I recently came across this blog post written by Lucian Teo, saying that it’s terribly discouraging to work in the public sector these days. It’s a brave post because based on my observation, anti-establishment sentiment is at an all-time high.

In the course of my work, I meet many people from the public sector, from different organisations, and I kinda agree with Lucian – in some ways, it’s harder to work in the public sector than private sector now.

Recently I was at KKH and at the payment counter, there was a man making a loud fuss about something or the other. I don’t know what it was about but he went around calling all the staff stupid. His teenage daughter, who was the patient, was sitting quietly, looking like she wanted to disappear into a hole as her father ranted and railed. As far as I could see, the nurses tried to attend to him while taking the verbal abuse. I was thinking, thank goodness I’m not in the public service cos I would have told him exactly what i thought of him.

There are many public servants who deal with this sort of thing everyday. I’m not saying they’re saints – I’m just saying they do their jobs. And sometimes it can become an extremely unpleasant job. All of us occasionally complain about the people we work with or our customers. But unlike with you and I, if public servants complain about horrible customers, you can bet they’ll get no sympathy.

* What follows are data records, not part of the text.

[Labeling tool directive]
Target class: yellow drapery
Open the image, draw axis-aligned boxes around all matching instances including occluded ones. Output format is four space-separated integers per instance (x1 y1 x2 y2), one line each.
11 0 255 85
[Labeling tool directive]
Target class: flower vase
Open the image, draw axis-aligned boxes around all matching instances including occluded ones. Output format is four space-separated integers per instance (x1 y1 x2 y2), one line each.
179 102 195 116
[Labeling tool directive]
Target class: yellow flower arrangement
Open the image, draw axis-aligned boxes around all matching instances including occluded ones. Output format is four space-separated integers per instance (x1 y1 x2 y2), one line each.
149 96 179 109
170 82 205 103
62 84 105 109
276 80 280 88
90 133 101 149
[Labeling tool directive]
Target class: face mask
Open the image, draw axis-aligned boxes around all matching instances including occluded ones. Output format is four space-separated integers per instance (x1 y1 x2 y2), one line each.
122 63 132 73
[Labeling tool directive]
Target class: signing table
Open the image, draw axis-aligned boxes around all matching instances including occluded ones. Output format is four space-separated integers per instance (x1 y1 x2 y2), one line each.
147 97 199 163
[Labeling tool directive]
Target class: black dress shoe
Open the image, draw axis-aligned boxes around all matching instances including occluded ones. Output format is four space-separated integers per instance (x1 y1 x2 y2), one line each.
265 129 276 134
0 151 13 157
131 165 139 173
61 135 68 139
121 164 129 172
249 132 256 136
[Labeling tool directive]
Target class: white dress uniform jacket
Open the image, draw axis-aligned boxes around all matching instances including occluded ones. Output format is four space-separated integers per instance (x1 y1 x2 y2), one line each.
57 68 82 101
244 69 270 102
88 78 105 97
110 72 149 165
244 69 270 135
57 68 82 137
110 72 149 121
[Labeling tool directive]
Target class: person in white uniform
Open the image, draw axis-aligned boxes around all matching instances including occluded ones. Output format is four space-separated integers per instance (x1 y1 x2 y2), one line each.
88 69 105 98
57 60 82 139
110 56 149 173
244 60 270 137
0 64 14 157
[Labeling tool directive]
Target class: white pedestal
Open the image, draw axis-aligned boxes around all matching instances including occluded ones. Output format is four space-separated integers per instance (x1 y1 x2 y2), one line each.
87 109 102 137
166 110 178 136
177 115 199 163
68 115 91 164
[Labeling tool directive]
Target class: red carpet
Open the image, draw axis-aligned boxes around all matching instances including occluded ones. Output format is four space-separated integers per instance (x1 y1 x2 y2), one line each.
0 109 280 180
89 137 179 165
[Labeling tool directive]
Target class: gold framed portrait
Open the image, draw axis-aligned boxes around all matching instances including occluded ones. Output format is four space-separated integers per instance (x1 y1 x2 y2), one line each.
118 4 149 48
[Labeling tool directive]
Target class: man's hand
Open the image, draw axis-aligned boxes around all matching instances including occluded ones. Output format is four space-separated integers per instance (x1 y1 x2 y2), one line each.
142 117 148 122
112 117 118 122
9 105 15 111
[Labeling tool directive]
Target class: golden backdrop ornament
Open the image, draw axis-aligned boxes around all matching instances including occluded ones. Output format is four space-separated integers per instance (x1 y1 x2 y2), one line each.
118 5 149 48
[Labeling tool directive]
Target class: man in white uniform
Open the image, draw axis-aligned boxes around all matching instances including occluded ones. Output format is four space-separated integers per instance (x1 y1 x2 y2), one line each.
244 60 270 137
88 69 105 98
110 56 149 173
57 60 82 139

Just a cold “that’s your job”.

I’ve no doubt that if that father at KKH had later gone online to complain about the “useless public hospital staff and the state of public service”, he would have gotten many likes and comments agreeing with him from people who were not present at the scene. It has become fashionable and trendy now to be seen as anti-establishment. Which I’ve written before, is as unthinking as being pro-establishment.

It doesn’t help when online celebrities join in the flame war. The minute they mention something unflattering about a public service experience or person, others will automatically jump in to see who can out-insult the government/public sector/public service officers. Often exaggerated, mindless and mean-spirited.

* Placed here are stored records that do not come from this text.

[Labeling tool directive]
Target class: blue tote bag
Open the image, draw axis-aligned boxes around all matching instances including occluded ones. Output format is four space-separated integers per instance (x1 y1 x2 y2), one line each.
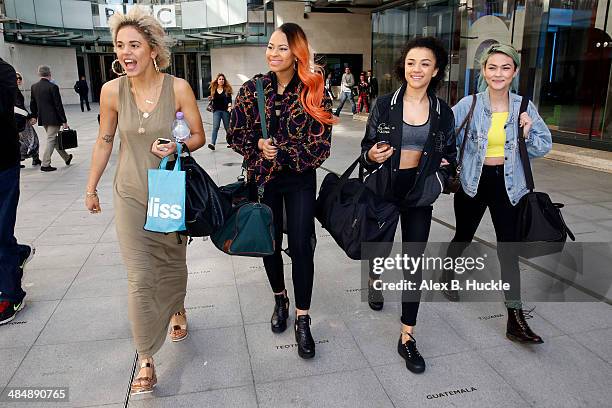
144 144 186 233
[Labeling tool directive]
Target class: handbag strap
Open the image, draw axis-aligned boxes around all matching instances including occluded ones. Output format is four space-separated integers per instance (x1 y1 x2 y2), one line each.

I don’t see how this is any different from bullying. The popular gang picks on someone, that person becomes fair game. Everyone wants in on the action. Bystanders don’t say anything cos it’s uncool to disagree, even if the comments are baseless or wild generalisations. I’m often amazed by how little people are interested in the truth. People will spread a rumour as long as it reinforces what they want to believe. If they happen to be proven wrong later, they will justify or excuse their actions in some other way: “Oh, it’s because I’ve been so frustrated or was shortchanged.” Really? It’s okay to lash out at others just because we’re unhappy? Funny, I don’t think we’ll feel that way if we’re at the receiving end. I’m sure that KKH father was very frustrated, maybe even with cause. Still, it didn’t give him the right to behave that way.

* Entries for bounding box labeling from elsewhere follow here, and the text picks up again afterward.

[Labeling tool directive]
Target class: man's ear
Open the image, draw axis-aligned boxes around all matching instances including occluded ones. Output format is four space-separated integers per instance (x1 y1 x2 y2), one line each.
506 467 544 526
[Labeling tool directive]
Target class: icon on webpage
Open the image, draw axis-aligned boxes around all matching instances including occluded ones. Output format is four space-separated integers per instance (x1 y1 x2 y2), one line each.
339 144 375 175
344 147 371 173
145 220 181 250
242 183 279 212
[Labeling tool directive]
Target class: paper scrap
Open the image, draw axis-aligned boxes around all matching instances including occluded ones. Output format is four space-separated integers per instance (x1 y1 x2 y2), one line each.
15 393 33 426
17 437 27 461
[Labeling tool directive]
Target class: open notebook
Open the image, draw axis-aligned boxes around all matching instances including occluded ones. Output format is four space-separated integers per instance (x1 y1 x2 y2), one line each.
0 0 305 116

There are many public sector services that I find excellent, especially in e-services. Applying for utilities or a passport, for example. Very fast and easy. In most other countries, you queue for hours, deal with bored and surly officers, and wait for weeks. Like most folks, I dislike filing taxes but I have to admit the tax e-filing is very convenient and hassle-free.

I frequently interview doctors and healthcare professionals at SGH as part of my work. Their schedules are packed and if they’re senior staff, they’re often roped in to several committees, while having to juggle clinic duty, research and teaching. Once, I interviewed a senior doctor whose clinic duty load was so heavy that he didn’t have time for lunch. Still, he made time for me at 4pm and answered my questions graciously, while wolfing down a cold sandwich. And I almost always leave the interviews with a deep sense of appreciation for these people who can have a much cushier life in the private sector and earn a heck of a lot more, but stay because they have a heart for service.

Is the public sector perfect? Of course not and that’s not the point because nothing ever is. But the public sector is not an impassive, monochromatic institution. It is made up of many, many individuals (136,000 from what I know) with a wide spectrum of personalities and life goals. Are there disenchanted, dishonest and disengaged public servants? Of course. I sometimes come into contact with them. But just like in any other sector or company, there are also hardworking, big-hearted people who want to serve even as they try to earn a living. And no, I don’t believe these are the exceptions.

So while I’m not advocating that we put the public sector on a pedestal, I would like to see that we treat people, no matter who they are and where they work, with a little more kindness. Because this institution that we belittle so carelessly and easily, either online or in person, is not a faceless, concrete mass. It is made up of people – every single one of them with thoughts and feelings. Maybe you’ve had a bad experience in one area or with one person. That’s no cause to dismiss the entire public sector and the many good people in it.

To the public servants who do their best because they want to serve, we don’t often say this enough but thank you for doing what you do.